Dani Olmo y Unai Simón tienen una rutina innegociable. Antes de cada partido del Mundial, juegan una partida de ajedrez. Esto es más que una simple forma de desconectar. Esta también es una forma de prepararse para una reunión. «Siempre jugamos antes de cada partido. a veces ganas … Si perdemos otro partido, nos sentiremos un poco frustrados, pero también discutiremos los detalles tácticos del juego, cómo salir de la presión si el oponente juega un bloqueo más alto y qué podría pasar en el campo”, reveló el atacante de 28 años procedente de la concentración española en Los Ángeles.
El centrocampista y portero de Thalasa comparte la misma pasión que Martín Zubimendi y, hasta hace poco, Dani Carvajal.

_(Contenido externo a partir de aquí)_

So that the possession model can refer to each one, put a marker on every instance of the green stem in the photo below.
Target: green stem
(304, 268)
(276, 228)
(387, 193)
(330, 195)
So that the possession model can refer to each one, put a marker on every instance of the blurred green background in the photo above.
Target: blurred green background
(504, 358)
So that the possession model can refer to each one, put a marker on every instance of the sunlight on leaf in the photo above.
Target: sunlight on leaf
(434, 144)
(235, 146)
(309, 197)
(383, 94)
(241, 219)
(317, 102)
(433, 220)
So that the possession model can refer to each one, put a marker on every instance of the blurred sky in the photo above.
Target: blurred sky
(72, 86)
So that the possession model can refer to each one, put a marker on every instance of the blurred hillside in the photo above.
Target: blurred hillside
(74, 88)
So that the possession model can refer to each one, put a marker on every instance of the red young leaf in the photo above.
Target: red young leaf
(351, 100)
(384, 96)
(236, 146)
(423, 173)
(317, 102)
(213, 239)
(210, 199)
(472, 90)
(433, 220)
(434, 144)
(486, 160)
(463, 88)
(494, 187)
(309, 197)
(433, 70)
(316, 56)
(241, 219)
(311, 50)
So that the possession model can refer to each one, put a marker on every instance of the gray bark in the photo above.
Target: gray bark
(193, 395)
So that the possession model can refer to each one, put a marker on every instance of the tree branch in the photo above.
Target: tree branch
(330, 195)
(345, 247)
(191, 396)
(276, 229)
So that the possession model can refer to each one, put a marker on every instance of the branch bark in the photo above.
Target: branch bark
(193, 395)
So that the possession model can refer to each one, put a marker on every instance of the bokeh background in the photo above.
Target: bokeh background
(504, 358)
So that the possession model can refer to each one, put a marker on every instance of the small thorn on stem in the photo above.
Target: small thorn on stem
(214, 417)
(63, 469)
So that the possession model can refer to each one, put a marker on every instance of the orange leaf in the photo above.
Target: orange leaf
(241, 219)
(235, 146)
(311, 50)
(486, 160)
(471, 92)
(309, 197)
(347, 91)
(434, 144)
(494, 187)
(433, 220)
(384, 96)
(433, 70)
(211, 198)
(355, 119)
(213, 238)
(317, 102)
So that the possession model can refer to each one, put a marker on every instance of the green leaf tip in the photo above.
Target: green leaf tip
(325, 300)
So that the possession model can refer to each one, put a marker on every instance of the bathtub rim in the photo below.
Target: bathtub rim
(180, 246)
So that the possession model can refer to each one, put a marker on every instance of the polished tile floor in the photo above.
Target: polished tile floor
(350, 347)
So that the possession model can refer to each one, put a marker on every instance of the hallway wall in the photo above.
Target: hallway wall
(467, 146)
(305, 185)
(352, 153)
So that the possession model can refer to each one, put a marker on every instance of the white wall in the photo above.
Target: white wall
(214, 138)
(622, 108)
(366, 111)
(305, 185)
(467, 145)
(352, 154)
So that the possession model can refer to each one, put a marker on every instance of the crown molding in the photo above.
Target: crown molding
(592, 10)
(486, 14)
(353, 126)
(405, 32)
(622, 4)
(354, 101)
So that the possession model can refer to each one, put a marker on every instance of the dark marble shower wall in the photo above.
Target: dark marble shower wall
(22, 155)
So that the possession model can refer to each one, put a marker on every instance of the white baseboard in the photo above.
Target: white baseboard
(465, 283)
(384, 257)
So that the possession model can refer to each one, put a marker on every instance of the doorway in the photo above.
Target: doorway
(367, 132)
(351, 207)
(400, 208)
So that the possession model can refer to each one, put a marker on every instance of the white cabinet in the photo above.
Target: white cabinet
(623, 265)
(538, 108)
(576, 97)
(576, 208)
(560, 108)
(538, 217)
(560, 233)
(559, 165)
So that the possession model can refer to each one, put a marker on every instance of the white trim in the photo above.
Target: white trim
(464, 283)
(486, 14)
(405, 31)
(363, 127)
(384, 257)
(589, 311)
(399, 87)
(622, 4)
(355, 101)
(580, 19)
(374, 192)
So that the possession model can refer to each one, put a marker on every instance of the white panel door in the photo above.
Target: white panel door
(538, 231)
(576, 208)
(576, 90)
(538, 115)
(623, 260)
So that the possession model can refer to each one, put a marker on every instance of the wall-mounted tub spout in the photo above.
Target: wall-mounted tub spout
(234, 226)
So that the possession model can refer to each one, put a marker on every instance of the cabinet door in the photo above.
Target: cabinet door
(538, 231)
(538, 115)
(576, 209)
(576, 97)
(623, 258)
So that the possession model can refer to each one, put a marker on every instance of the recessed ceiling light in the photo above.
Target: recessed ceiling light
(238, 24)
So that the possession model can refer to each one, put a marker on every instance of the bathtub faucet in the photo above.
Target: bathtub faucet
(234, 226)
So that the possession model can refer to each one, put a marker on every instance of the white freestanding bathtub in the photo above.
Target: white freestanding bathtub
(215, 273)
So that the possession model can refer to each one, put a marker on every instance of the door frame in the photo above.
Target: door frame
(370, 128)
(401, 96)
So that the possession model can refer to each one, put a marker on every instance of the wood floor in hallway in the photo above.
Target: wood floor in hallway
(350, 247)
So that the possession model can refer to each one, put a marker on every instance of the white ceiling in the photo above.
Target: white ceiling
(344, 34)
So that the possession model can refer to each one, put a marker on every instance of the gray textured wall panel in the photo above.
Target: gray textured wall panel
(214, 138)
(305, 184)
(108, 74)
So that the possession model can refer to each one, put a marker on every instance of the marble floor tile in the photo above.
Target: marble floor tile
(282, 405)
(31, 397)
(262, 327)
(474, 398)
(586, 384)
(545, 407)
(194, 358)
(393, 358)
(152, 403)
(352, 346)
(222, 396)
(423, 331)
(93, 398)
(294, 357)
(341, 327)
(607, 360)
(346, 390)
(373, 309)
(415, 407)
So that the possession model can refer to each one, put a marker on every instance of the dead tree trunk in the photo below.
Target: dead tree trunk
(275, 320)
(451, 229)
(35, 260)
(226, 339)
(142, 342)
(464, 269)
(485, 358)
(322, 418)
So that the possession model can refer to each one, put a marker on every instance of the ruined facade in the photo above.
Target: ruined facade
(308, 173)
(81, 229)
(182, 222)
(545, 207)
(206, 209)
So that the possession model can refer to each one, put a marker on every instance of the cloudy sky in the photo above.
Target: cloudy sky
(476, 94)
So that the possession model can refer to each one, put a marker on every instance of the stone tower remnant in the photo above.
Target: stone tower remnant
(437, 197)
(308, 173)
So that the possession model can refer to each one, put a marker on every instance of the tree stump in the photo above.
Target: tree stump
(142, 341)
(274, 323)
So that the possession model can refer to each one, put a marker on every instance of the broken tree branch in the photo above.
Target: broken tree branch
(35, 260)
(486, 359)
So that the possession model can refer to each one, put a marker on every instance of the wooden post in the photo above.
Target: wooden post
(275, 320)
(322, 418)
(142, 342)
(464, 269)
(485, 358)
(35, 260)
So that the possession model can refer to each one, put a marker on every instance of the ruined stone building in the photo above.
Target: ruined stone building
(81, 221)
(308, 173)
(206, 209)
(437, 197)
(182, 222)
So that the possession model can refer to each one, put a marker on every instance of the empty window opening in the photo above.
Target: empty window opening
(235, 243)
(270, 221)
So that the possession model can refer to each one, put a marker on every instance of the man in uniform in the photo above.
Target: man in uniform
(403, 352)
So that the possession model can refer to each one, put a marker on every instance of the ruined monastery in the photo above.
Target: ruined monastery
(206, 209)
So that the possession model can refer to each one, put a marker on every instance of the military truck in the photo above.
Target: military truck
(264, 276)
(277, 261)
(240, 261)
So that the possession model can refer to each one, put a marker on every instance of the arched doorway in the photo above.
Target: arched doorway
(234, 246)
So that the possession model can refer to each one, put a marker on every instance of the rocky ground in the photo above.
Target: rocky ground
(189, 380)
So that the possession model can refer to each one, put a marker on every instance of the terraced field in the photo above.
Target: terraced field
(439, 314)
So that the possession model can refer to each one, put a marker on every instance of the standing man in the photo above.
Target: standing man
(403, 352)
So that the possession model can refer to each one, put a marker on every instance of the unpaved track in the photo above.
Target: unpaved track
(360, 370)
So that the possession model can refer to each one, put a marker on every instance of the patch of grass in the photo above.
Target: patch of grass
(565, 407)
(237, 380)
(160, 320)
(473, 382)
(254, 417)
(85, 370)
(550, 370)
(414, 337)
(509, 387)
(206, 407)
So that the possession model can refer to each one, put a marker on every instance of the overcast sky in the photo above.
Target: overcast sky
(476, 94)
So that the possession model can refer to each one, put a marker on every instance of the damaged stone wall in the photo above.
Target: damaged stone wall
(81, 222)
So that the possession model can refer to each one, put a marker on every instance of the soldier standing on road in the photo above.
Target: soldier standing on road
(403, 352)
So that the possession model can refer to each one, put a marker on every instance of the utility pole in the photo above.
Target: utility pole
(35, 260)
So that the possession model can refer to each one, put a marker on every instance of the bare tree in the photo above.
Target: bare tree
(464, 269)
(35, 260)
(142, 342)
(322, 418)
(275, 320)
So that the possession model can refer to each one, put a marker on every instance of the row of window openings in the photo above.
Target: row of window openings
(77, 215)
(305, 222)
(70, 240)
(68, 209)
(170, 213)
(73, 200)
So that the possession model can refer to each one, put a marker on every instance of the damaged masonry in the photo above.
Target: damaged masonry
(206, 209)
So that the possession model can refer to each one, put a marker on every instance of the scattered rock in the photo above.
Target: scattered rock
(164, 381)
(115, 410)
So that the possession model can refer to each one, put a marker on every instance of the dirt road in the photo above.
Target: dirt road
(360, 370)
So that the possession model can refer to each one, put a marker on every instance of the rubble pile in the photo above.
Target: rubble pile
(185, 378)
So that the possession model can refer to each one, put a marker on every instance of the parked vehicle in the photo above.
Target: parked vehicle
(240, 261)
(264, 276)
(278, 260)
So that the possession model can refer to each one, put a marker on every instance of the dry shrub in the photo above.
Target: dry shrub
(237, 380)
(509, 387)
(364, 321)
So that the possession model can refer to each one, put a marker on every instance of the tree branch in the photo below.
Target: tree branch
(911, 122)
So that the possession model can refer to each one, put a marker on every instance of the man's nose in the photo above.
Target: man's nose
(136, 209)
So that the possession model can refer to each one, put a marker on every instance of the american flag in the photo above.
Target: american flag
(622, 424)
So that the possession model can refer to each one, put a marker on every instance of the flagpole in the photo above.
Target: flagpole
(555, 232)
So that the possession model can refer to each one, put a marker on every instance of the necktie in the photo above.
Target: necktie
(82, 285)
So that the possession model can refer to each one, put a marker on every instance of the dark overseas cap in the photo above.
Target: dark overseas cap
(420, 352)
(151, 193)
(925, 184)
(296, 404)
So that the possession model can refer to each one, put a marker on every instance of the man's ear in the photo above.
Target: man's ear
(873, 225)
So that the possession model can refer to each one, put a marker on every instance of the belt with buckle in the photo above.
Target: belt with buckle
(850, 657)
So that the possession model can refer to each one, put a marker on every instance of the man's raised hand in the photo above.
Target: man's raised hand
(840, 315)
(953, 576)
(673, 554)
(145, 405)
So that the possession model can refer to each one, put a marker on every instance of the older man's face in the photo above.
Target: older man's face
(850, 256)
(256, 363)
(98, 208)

Olmo llegó al Mundial como suplente, pero en ese momento ya había acumulado tres asistencias y goles en once partidos contra Arabia Saudita. «Mi carrera siempre ha consistido en mostrarme. Ningún problema. Eso me lo exijo y si alguien tiene alguna duda, voy a tener que volver a demostrarlo”, afirmó.
Olmo quiso resaltar el impacto de Lamine Yamal en un torneo donde no brilló tanto como otras estrellas mundiales (un gol y cero asistencias). Más allá de los números, considere cuán completamente el extremo limitó las defensas contrarias. “Nos conocemos muy bien, tanto con balón como sin él. Aunque él no marque ni asista, su regate y su presencia atraen a algunos rivales y crean espacios para otros. Estamos seguros de que acabará marcando”, explicó.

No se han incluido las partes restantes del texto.